I’ve made this coat using home decor fabric and other heavyweight fabrics:
- Pilvi Coat in a blue corded home decor fabric
- Pilvi in a fun print of big faces
- Pilvi in a painterly home decor digital print
Here’s a photo of my first three Pilvi Coats plus a red one by Laurel Dismukes of Laurel’s Quill. Laurel does all the sewing for Stonemountain & Daughter Fabrics in Berkeley. We spoke to the Bay Area Sewists meetup group in January at Sips N Sews about patterns and fabric choices.
When I got this ponte fabric at Britex Fabrics yard sale last fall, I wasn’t sure what I would make with it. The print is huge and continuous. The leaf-like design goes down the entire length of the fabric in one continuous design in three parallel rows. Here’s the 58″ wide fabric spread out on the floor.
I pondered making a skirt or a dress, asked for ideas on Instagram and then decided to make another Pilvi Coat. I lengthened the pattern by 10 inches to take full advantage of the print. I also added an inch of length to the sleeves because I have long arms.
I cut the back piece first, placing it in the center of the center leaf design. I cut each piece individually so I would know exactly what part of the print would appear on each sleeve and front piece. I wasn’t trying to match anything. My pattern placement was focused on taking advantage of the design.
In this photo I had already cut one front pattern piece and then I placed that piece on top of the fabric to test placement. One side of the front pattern piece folds back to form the facing. So after I cut one front piece, I placed it on top of the fabric to see what the front edge would look like on the opposite side. On the right side of this photo, I’ve folded back the facing to see where the print would land on the pattern piece.
I wanted different parts of the leaf design to appear on the front.
I like the abstract design. Here’s what the back looks like.

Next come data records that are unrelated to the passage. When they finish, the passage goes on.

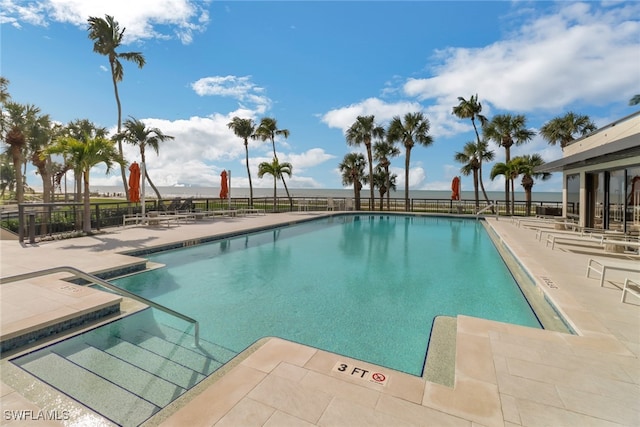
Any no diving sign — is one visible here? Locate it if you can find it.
[333,362,389,386]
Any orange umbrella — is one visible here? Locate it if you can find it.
[451,176,460,200]
[129,162,140,203]
[220,170,229,199]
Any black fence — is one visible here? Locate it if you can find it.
[0,197,576,242]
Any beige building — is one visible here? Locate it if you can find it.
[536,111,640,231]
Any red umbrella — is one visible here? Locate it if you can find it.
[220,170,229,199]
[451,176,460,200]
[129,162,140,203]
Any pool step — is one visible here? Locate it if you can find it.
[12,310,236,426]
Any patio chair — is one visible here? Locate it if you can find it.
[620,277,640,302]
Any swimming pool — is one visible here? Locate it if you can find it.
[114,214,540,375]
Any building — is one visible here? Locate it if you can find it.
[536,111,640,232]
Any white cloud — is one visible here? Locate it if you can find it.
[321,98,423,133]
[0,0,210,44]
[404,3,640,112]
[191,76,271,114]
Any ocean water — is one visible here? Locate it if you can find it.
[91,186,562,202]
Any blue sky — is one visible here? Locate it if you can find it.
[0,0,640,196]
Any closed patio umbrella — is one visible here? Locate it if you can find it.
[451,176,460,200]
[220,170,229,199]
[129,162,140,203]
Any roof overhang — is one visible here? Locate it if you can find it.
[535,134,640,173]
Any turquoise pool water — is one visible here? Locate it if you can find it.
[114,215,540,375]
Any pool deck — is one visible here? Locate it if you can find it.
[0,212,640,427]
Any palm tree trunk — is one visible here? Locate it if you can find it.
[82,170,91,233]
[280,175,293,210]
[380,162,391,211]
[109,60,129,200]
[144,168,162,200]
[273,175,278,213]
[11,148,24,203]
[244,143,253,207]
[367,142,376,210]
[473,168,480,212]
[404,147,411,212]
[478,162,495,213]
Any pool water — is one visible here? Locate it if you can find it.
[114,215,540,375]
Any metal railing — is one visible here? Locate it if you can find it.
[0,266,200,347]
[0,196,577,243]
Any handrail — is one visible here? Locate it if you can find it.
[0,266,200,347]
[476,202,497,219]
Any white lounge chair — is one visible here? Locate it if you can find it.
[620,277,640,302]
[587,258,640,287]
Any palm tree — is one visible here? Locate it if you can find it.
[65,119,109,202]
[0,76,11,139]
[116,117,174,200]
[5,102,40,203]
[513,154,551,216]
[484,114,536,215]
[540,111,597,149]
[258,157,292,212]
[373,140,400,210]
[453,141,480,210]
[452,94,489,207]
[251,117,293,210]
[227,116,256,206]
[372,165,398,211]
[338,153,364,211]
[387,112,433,209]
[251,117,289,159]
[346,116,384,209]
[490,159,520,214]
[88,15,146,199]
[45,137,125,233]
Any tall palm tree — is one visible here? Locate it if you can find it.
[0,76,11,139]
[490,159,520,214]
[88,15,146,199]
[258,157,292,212]
[540,111,597,149]
[227,116,256,206]
[513,154,551,216]
[453,141,480,210]
[346,116,384,209]
[45,137,126,233]
[452,94,489,207]
[387,112,433,209]
[65,119,109,202]
[251,117,293,210]
[338,153,364,211]
[252,117,290,159]
[373,140,400,210]
[484,114,536,215]
[4,101,40,203]
[373,164,398,211]
[116,117,174,200]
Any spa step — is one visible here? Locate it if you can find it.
[12,310,235,426]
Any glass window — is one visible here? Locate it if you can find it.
[626,167,640,230]
[609,169,626,230]
[567,174,580,215]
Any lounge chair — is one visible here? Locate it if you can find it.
[620,277,640,302]
[587,258,640,287]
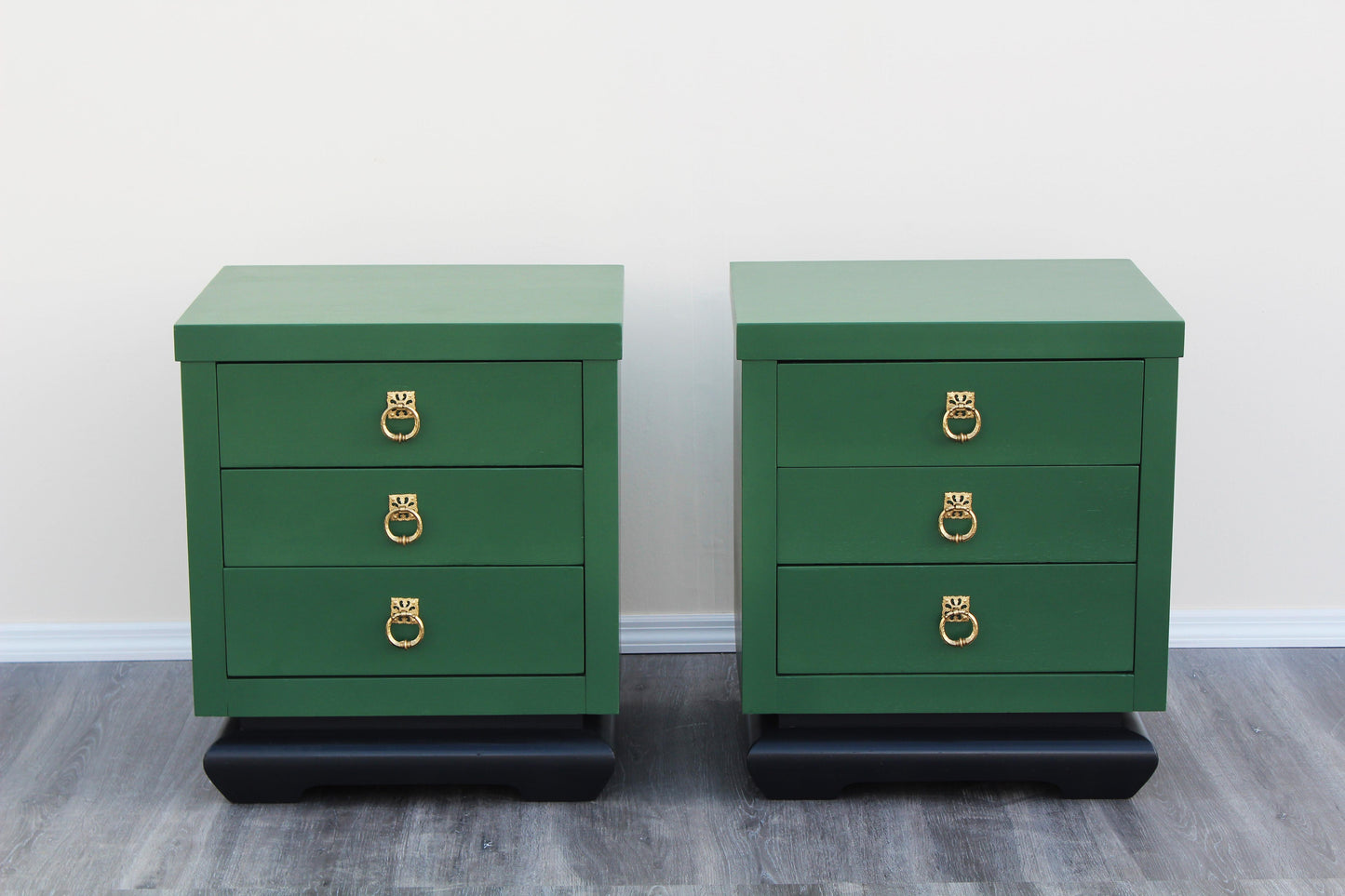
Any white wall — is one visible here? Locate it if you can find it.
[0,0,1345,622]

And here’s a side view. The photos were taken at Britex Fabrics in San Francisco. I was there last Monday and asked the store manager to take a few photos with my phone. This famous fabric store moved a few blocks away from its prior location on Geary Street, to Post Street. The first floor is spacious and really shows off all the wool and silk fabrics. I’m standing in front of an enormous wall of wool. It goes from floor to ceiling!
I hand stitched the facing and hems because I didn’t want to see a seam. The pattern calls for topstitching the facing and hems. I folded over the facing and machine stitched the edge before I hand stitched it in place. I switched thread colors even though no one will see it – navy and off-white thread using a zig zag stitch. This is my first project with ponte, which is a stable knit and easy to sew.
Here’s a close-up shot of the hand stitching. You can see the different color threads. I matched the thread according to the color in front.
It was tedious but I’m really pleased with the results.
Here’s a summary of the materials and construction details:
- Pattern: Pilvi Coat from the book Lotta Jansdotter Everyday Style, size XL
- Adjustments: Added 10 inches of length to the coat, 1 inch length to sleeves
- Fabric: 3 yards ponte from Britex Fabrics sale ($12/yard)
- Interfacing: very lightweight knit interfacing for facing
- Thread: Gutterman
- Needle: Schmetz stretch, 75/11 HS
- Sewing: zig zag stitch and hand sewing
Have you made anything with a huge print or with ponte knit? What was that like for you? I really enjoyed working with ponte. It’s easy to cut (doesn’t shift or curl up) and easy to sew with a zig zag stitch. Big prints are fun. You just need to take care in placing your pattern pieces.